Koenig and the actor who played his younger self did great jobs but the story structure was bizarre. That and the continuity gaffe with Chekov dying makes no sense. He easily could have had the same revelations and still be cured.

At December 21, 2006 3:37 PM , Blogger RobertJSawyer said...

It was my friend Kirstin Morrell who pointed out, immediately, that Chekov had to live to have a Ceti Eel go into his ear in Wrath of Khan, among other things ...

At December 21, 2006 3:54 PM , Blogger Drakkenfyre said...

Yeah. I mean, I wonder if this is their attempt at "re-imagining" TOS. If so, it would have been nice to have a warning.

However, one of the things we loved about Star Trek was the characters. I mean, maybe Chekov was disposable. But not Sulu. And if they try messing with Uhura, that's it, I'm out of there. ;)

I guess I would just like to know what the heck they're doing.

At December 27, 2006 8:30 PM , Blogger Dwight Williams, Storyteller said...

From what I read in Wired when this episode was first announced as being in the works, the plan all along was to ignore established continuity. Postings on since then have suggested that this was also, from Mr. Koenig's POV, his attempt at writing finis to his relationship to the character on his own terms.

Doesn't seem to have worked out as planned, does it?

At January 04, 2007 7:06 PM , Anonymous Anonymous said...

Mary Sue?
The ambassador was Rayna Morgan by name. The actress was Mary-Linda Rapelye who acted in the TOS episode "Way To Eden," in the 1960s ...

Old Trek fan ...

At January 04, 2007 8:53 PM , Blogger RobertJSawyer said...

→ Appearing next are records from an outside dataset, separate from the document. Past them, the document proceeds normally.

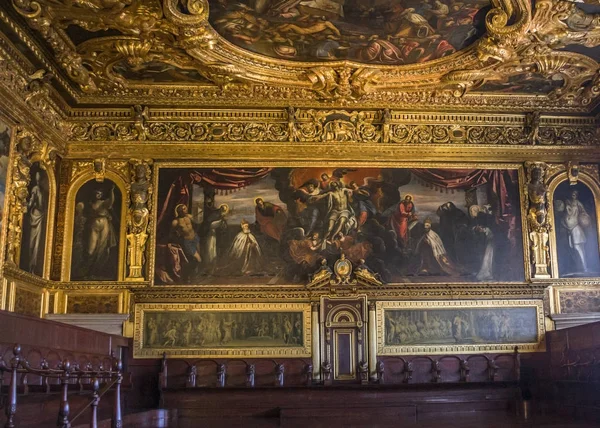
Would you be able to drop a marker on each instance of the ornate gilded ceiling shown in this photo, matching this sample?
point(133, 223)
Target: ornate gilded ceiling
point(510, 55)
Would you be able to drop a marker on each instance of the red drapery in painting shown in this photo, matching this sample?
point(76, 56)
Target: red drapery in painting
point(501, 185)
point(221, 179)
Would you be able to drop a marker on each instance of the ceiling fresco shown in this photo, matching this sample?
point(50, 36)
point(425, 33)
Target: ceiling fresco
point(385, 53)
point(372, 32)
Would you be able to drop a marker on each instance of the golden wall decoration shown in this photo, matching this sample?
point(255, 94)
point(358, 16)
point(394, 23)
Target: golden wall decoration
point(28, 300)
point(257, 330)
point(520, 40)
point(589, 179)
point(459, 326)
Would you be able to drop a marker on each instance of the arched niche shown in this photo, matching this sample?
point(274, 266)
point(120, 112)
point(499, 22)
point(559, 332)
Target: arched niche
point(574, 213)
point(36, 241)
point(94, 241)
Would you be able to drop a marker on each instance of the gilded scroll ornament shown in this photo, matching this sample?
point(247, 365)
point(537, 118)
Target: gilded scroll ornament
point(537, 218)
point(138, 217)
point(28, 149)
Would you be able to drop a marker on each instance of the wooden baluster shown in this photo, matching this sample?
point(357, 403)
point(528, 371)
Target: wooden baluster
point(464, 371)
point(380, 372)
point(117, 421)
point(63, 412)
point(326, 371)
point(436, 371)
point(363, 372)
point(492, 370)
point(46, 379)
point(279, 371)
point(221, 375)
point(250, 371)
point(163, 372)
point(192, 375)
point(95, 402)
point(11, 406)
point(309, 374)
point(517, 364)
point(408, 369)
point(25, 383)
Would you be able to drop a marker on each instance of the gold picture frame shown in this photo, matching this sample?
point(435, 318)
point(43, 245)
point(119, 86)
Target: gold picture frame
point(143, 311)
point(462, 344)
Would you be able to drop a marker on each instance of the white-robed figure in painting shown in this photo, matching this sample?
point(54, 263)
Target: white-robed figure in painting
point(245, 253)
point(431, 250)
point(36, 212)
point(575, 220)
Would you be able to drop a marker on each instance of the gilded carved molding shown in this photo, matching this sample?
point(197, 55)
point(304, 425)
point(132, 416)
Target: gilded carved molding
point(518, 41)
point(339, 126)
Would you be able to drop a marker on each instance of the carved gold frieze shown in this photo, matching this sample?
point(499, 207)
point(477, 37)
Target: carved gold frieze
point(339, 126)
point(520, 41)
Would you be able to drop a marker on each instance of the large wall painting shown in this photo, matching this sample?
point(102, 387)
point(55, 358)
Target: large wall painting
point(274, 225)
point(374, 32)
point(35, 222)
point(459, 326)
point(249, 330)
point(576, 230)
point(96, 232)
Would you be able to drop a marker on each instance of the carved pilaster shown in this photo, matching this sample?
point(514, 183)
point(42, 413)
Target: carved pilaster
point(138, 217)
point(537, 219)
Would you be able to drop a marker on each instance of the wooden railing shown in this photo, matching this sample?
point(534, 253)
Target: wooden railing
point(66, 375)
point(449, 368)
point(216, 373)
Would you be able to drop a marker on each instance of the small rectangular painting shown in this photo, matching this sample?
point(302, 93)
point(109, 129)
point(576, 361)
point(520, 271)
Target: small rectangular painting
point(459, 326)
point(35, 222)
point(576, 231)
point(222, 330)
point(273, 226)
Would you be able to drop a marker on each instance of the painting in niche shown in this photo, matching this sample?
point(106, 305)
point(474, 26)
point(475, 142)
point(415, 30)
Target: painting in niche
point(576, 229)
point(96, 227)
point(373, 32)
point(207, 329)
point(270, 226)
point(460, 326)
point(4, 153)
point(35, 221)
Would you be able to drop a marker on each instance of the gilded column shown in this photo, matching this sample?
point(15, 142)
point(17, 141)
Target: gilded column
point(372, 342)
point(537, 219)
point(316, 342)
point(138, 217)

Wow! I had no idea that that was the woman who had played Irina Galliulin in THE WAY TO EDEN. Fascinating!

Still, I can't say the character made much sense. (Now, if she was playing Irinia somehow -- Chekov's old love interest -- that would have been cool and appropriate, but it would have required a tricky bit of plotting to make that make sense.)

At November 06, 2007 11:46 AM , Anonymous Anonymous said...

I too found it perplexing that they weren't able to save Checkov's life. Obviously Koenig didn't want to continue in the role that limited his acting career so much.

However, if they really are going to divert from the star trek reality so much then maybe they shouldn't be billing it as the 4th and 5th seasons!

Obviously Checkov needs to survive and thrive for his torture on Seti Alpha by Kahn.

Maybe DC Fontana hasn't actually watched the movies... but it's just perplexing...

At least Sulu's situation makes sense. All is undone in the end.

It's also perplexing to me for an actor to want to have a finis to their role to then act again in that role!

The actor isn't the character! The character can be played by any actor, but the character is needed so why would the actor want to kill off the character? Strange. Very strange.

Oh well, I hope they'll learn to keep continuity better if they want to attract the wider audience of trek fans just as they are learning how to make an episode with quality production values.